FCC ran several slower Thameslink trains for which tickets were cheaper than on faster services – it is these fares that will be eliminated, as a condition of the new franchise. Ministers have not confirmed a timeline for this.

The Labour Party says an annual season ticket between Brighton and London will rise 18% from £3,640 to £4,304, costing passengers an extra £664 a year. The party also claim some day fares will increase as much as 74%, with an off-peak day return from Brighton to London rising by £12.10 from £16.40 to £28.50.

Mary Creagh, Labour’s Shadow Transport Secretary, said: “David Cameron has allowed rail companies to hit commuters with inflation-busting fare hikes of more than 20% since 2010, and his government’s plans for secret fare rises in the southeast will leave commuters hundreds of pounds out of pocket.”

Transport Minister Claire Perry said: “When we move from two operators to one on the line, as part of a better franchise deal providing new trains and better services, fares will be gradually equalised. This will be carefully managed to ensure commuters travelling on the discounted First Capital Connect-only fare do not face sharp fare rises. 

Passenger Focus, the group which represents rail passengers, said it was right that fares be simplified but that the public should not be penalised in doing so.

RTM asked Govia Thameslink Railway (GTR) for comment but had not received a reply at the time of publication.

(Image: c. Yui Mok/PA Wire)

Tell us what you think – have your say below or email [email protected]

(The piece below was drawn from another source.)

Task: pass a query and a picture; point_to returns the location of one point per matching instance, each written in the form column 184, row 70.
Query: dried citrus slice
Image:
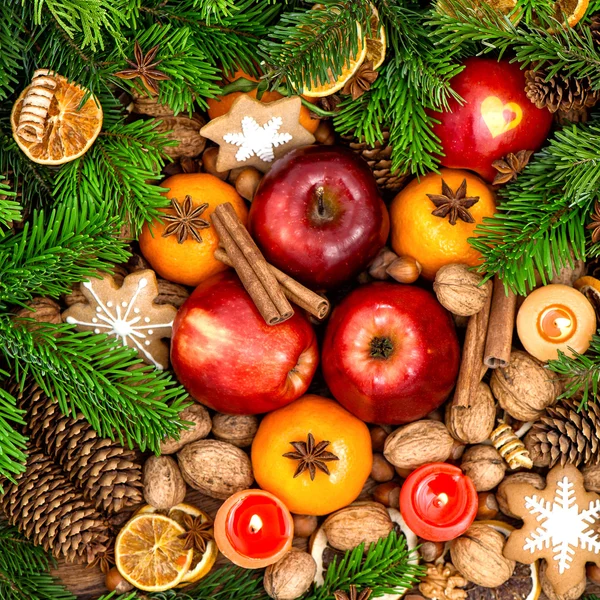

Nonsuchmike   17/10/2014 at 15:20

This must be the Morton's Fork downside of an improved service with extra passenger seats brought when you combine franchises (restricting choice) with profits not returnable to the people/Government but only to Directors as bonuses and shareholders as dividends. If this is all or partly true, of course; but past experience tells us that there is no smoke without fire re the upward spiral of ticket costs. A better marketing ploy, surely, would be to cut season ticket costs by, say, between 7% & 10% on all routes over 25 miles and by a lesser amount: say 4 - 6% for journeys within that radius of the Charing Cross in central London. I await with baited breath for the TOC and franchise that will invoke this bold reduction for their customers with the risk that passenger numbers will more than compensate for the individual price falls. The effect on your companies' potential earnings, Messrs Directors, can only be positive.